De modo geral, as pessoas usavam máscaras, o que é importante durante a pandemia. Ambulantes saíram às ruas em busca do sustento, mas faltava ordenamento e organização, principalmente na região da Praça do Bandeirante.  Vale ressaltar que o ordenamento neste ponto não é culpa da pandemia, mas de uma falta de organização histórica da Prefeitura de Goiânia que há anos sequer realiza concursos para fiscais de posturas. Mas deixemos este debate para outro momento.

A quarentena intermitente 14 x 14 não chegou ao objetivo esperado, ou seja com meta de isolamento social acima de 55%. O governador Ronaldo Caiado (DEM), sempre faz questão de lembrar que Goiás já ocupou a primeira colocação do país. No começo da quarentena houve uma adesão da população, mas agora à situação é diferente. O vírus está aí, rondando, ativo. Há riscos, o sistema de Saúde, cada vez mais cheio.

Por outro lado, às pessoas estão cansadas, preocupadas, inseguras, incertas com o “hoje” e mais ainda com o “amanhã”. A quarentena não funcionou, parece apenas um feriado prolongado. 37,3% é o índice de isolamento social, considerado baixo. Na prática, não funciona. O #Ficaemcasa não cola para quem vê os boletos acumularem e transbordarem na caixa do Correio. Muitos que erguem as vozes para defender tal situação estão seguros, que bom, mas nem todos.

Existe o cenário ideal e o real. O ideal era que houvesse um distanciamento maior. Os estudos científicos mostram isso, e o cenário é extremamente preocupante.
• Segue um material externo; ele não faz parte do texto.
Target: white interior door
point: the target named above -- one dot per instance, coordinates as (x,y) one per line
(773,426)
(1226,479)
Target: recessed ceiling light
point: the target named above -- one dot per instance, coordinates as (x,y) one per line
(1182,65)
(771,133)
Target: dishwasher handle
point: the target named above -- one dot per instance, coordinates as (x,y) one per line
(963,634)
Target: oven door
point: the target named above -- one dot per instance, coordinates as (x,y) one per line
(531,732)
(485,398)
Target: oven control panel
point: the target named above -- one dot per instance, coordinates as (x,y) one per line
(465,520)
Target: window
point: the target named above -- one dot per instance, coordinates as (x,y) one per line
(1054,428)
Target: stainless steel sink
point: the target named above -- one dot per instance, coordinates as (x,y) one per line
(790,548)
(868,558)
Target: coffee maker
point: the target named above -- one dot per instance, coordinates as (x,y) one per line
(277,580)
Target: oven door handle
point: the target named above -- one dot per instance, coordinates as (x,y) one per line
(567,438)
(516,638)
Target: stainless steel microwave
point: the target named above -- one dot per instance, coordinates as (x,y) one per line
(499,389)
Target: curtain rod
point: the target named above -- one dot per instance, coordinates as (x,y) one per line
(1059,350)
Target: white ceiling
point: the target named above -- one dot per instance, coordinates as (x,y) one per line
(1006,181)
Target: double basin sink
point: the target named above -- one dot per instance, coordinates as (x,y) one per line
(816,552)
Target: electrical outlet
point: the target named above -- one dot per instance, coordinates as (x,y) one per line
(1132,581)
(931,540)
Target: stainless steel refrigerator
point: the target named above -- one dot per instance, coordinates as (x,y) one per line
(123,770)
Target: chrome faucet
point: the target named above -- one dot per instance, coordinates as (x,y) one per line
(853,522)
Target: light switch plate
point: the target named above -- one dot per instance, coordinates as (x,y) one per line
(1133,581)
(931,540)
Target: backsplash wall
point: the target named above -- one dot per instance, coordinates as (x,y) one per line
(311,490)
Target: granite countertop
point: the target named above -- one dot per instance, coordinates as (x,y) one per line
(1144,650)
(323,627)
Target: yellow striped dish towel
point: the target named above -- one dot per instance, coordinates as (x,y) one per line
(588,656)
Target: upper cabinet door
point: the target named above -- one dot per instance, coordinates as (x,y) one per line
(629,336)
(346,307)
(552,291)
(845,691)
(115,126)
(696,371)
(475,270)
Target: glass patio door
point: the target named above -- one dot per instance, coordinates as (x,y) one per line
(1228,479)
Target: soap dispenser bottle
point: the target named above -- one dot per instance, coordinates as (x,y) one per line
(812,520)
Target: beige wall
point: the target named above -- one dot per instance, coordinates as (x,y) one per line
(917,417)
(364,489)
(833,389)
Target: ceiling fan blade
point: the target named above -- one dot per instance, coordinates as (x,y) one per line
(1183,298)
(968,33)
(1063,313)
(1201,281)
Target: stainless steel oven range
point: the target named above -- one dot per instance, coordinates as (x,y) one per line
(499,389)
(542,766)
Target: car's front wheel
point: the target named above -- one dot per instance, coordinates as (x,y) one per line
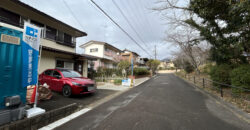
(67,91)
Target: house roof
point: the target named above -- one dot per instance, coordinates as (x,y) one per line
(131,52)
(84,56)
(99,42)
(25,10)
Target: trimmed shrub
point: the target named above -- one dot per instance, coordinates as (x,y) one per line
(188,67)
(207,68)
(141,71)
(221,73)
(240,76)
(108,72)
(118,81)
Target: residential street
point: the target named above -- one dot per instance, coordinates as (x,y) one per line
(162,103)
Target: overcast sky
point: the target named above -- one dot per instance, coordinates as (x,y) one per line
(148,23)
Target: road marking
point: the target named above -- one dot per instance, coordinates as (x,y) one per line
(65,119)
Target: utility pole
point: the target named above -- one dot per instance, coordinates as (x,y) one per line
(155,52)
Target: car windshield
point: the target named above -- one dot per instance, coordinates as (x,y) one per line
(70,74)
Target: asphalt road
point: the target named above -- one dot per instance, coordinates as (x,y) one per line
(162,103)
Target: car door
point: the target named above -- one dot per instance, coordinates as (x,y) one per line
(56,80)
(46,77)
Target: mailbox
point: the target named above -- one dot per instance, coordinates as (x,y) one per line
(12,93)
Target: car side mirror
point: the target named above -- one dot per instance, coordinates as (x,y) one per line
(58,76)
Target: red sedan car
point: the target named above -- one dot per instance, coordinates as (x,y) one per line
(68,82)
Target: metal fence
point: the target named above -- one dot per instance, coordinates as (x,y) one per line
(238,95)
(103,79)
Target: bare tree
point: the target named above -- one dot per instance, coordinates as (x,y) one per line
(192,47)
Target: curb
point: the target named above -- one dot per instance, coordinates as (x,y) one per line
(229,106)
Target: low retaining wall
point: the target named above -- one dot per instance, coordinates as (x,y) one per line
(39,121)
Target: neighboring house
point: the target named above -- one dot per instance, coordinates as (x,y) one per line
(166,64)
(129,55)
(58,40)
(143,61)
(108,55)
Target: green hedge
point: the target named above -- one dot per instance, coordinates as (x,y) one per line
(240,76)
(141,71)
(108,72)
(221,73)
(188,67)
(118,81)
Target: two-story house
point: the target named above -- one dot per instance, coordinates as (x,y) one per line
(130,55)
(108,55)
(58,40)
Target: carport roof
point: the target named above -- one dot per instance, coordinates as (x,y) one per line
(84,56)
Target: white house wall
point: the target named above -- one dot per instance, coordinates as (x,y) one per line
(99,53)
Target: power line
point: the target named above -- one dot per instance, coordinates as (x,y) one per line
(119,27)
(129,23)
(65,3)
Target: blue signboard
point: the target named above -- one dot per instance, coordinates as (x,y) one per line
(30,53)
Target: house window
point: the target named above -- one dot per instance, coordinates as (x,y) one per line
(60,64)
(60,36)
(50,33)
(37,23)
(64,64)
(94,50)
(9,17)
(67,39)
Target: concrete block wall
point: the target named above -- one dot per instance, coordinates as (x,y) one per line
(39,121)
Mas a pandemia mostra que os governos não foram preparados para serem de fato um governo, para dar segurança social a população, em um momento tão difícil da história contemporânea da humanidade.
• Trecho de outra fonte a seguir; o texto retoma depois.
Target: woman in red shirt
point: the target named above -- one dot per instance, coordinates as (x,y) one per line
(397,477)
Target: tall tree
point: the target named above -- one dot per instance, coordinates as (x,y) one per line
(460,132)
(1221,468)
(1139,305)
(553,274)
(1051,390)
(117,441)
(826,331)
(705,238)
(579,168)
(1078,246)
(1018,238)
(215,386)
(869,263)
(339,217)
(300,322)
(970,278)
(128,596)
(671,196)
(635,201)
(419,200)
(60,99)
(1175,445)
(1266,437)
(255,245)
 Na União, falta uma coordenação nacional, um presidente inconstante como uma folha ao vento, pra lá e pra cá, que minimiza o problema, quando se requer todo cuidado possível. Medidas demoram a ser tomadas pela União. Um auxílio emergencial que não chega a todos que precisam, e muitos que não precisam receberam o que poderia ser um alívio para tantos lares. No Estado, a grande reclamação do setor produtivo foi a falta de diálogo, faltou um equilíbrio entre a Saúde e a Economia, faltou o discurso chegar à ponta da população. No Município, o questionamento em muitos momentos foi a falta de critério para determinadas atividades e a ousadia para manter protocolos, garantindo a Saúde e mantendo os empregos.
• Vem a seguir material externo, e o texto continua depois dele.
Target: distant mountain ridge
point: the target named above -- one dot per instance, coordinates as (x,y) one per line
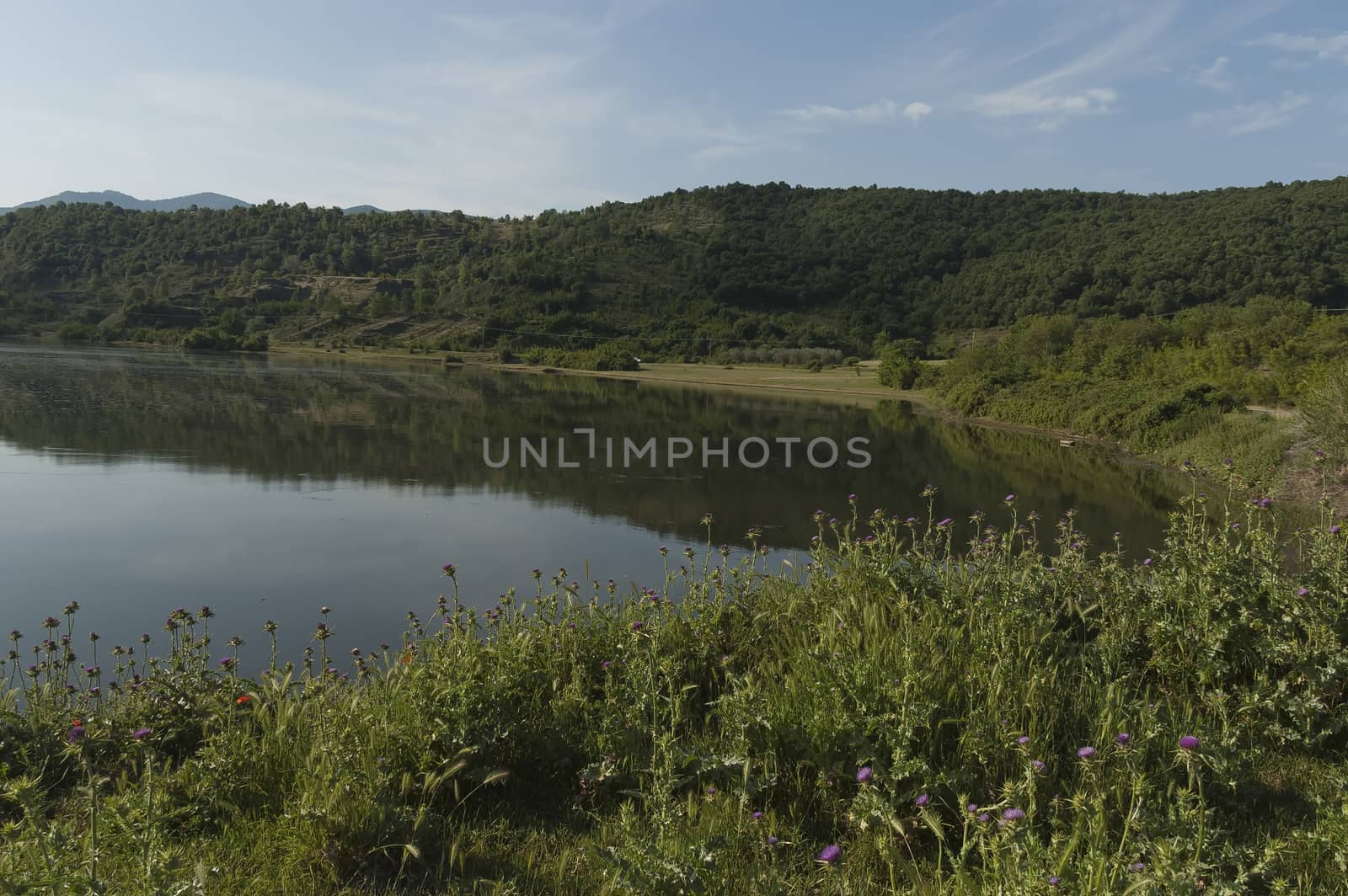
(175,204)
(121,200)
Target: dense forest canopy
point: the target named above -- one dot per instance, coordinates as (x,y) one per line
(681,275)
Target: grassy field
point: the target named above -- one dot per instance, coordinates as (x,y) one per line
(923,705)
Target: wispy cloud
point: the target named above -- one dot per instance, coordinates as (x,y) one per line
(1324,47)
(1031,103)
(1217,77)
(914,112)
(1254,116)
(869,114)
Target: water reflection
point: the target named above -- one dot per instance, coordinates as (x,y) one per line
(139,482)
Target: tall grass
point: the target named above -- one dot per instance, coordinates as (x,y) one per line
(921,705)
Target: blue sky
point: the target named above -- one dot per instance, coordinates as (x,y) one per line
(516,108)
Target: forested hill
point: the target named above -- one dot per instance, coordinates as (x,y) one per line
(687,273)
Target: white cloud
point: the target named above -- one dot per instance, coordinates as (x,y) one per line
(1254,116)
(1217,76)
(914,112)
(1033,103)
(869,114)
(1323,47)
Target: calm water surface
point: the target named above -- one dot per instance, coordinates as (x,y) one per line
(266,487)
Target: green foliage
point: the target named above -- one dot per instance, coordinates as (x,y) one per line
(1325,410)
(898,370)
(1163,386)
(220,340)
(918,704)
(78,332)
(691,273)
(604,357)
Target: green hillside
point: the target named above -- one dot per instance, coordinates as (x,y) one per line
(687,274)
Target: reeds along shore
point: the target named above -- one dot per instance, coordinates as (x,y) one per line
(920,705)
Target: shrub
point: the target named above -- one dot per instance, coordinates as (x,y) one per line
(1324,406)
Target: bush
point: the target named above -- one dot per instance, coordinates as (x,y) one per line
(900,371)
(927,705)
(1324,406)
(78,332)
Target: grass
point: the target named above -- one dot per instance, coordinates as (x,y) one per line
(918,694)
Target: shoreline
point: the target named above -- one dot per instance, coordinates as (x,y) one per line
(837,384)
(840,386)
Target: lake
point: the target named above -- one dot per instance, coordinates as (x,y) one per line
(266,487)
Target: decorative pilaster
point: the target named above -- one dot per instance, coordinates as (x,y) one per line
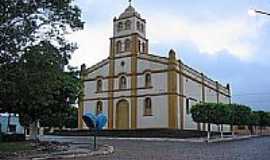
(172,90)
(81,97)
(181,98)
(134,99)
(111,84)
(217,88)
(203,97)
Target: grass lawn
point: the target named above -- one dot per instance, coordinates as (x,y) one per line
(14,146)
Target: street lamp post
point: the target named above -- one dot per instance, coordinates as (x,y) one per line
(254,12)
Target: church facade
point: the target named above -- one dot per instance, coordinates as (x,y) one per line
(136,89)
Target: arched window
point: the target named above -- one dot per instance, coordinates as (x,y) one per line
(119,26)
(127,45)
(128,24)
(139,45)
(144,48)
(118,46)
(99,85)
(142,27)
(99,108)
(122,82)
(148,80)
(138,25)
(147,107)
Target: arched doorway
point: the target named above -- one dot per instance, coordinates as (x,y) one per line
(122,115)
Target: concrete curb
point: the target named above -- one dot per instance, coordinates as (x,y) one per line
(231,139)
(77,154)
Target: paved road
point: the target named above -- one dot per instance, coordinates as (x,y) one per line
(252,149)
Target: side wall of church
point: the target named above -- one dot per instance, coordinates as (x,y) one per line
(157,93)
(192,95)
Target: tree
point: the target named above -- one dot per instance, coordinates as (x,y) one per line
(24,23)
(67,117)
(27,28)
(239,115)
(204,113)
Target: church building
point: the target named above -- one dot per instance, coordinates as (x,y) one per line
(137,89)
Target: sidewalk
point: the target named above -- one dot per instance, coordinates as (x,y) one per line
(84,139)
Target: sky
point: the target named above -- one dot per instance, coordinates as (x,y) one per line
(217,38)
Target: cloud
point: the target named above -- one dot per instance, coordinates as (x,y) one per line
(234,35)
(93,43)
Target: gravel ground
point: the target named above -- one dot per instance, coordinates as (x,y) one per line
(251,149)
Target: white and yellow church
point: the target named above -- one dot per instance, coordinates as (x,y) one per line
(137,90)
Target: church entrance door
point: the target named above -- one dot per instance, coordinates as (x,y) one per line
(122,115)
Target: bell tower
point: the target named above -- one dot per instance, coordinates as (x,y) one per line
(129,33)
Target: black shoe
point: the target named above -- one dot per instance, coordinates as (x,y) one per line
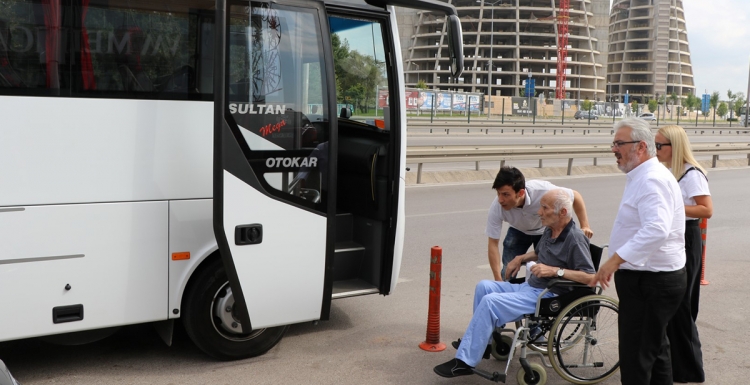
(485,355)
(454,368)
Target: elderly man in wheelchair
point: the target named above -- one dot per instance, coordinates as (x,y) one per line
(555,312)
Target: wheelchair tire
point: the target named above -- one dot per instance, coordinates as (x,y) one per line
(583,348)
(539,372)
(501,350)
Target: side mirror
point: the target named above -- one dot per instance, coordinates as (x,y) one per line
(455,46)
(5,377)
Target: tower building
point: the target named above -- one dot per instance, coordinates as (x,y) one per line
(507,42)
(649,55)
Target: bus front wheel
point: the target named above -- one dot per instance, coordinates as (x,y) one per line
(209,318)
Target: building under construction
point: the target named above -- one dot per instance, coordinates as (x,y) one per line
(648,50)
(508,42)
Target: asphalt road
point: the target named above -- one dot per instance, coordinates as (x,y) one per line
(544,135)
(374,339)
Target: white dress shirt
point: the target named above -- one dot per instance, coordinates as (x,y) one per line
(524,219)
(649,230)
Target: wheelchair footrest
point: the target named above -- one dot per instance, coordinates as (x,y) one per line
(494,376)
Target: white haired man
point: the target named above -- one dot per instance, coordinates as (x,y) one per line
(562,252)
(647,256)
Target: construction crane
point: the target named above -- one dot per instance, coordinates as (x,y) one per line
(563,17)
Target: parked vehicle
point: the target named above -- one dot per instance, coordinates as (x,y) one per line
(581,114)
Aqui também não podemos esquecer do judiciário. As decisões não podem ser apenas na frieza da lei, liminares no fim de noite, aos finais de semana, que pegam as pessoas de surpresa e que mexem com a vida da população. A meu ver não cai bem. É preciso a sensibilidade não baseada na frieza do mundo refrigerado, nas casas confortáveis dos desembargadores e juízes, já que estamos na era do Home Office, mas das coisas reais que afetam diretamente a vida das pessoas.

A quarentena 14×14 melhorou os índices, mas não funcionou na sua plenitude. As pessoas estão nas ruas, essa é uma realidade e não há como fugir. Uma reabertura não pode ser de qualquer jeito e nem tudo de uma vez. Assim como nos primeiros dias, em que o cidadão abraçou a quarentena, os gestores precisam ter habilidade, conscientizando as pessoas do risco da doença, que não é uma gripezinha, mas uma doença que tem matado muita gente, destruindo famílias, histórias, sonhos. Não é momento de festas, mas de um breve distanciamento. O governador Ronaldo Caiado e o prefeito Iris Rezende voltaram a mesa para discutir e precisam ter sensibilidade do que pode ser aplicado no mundo real.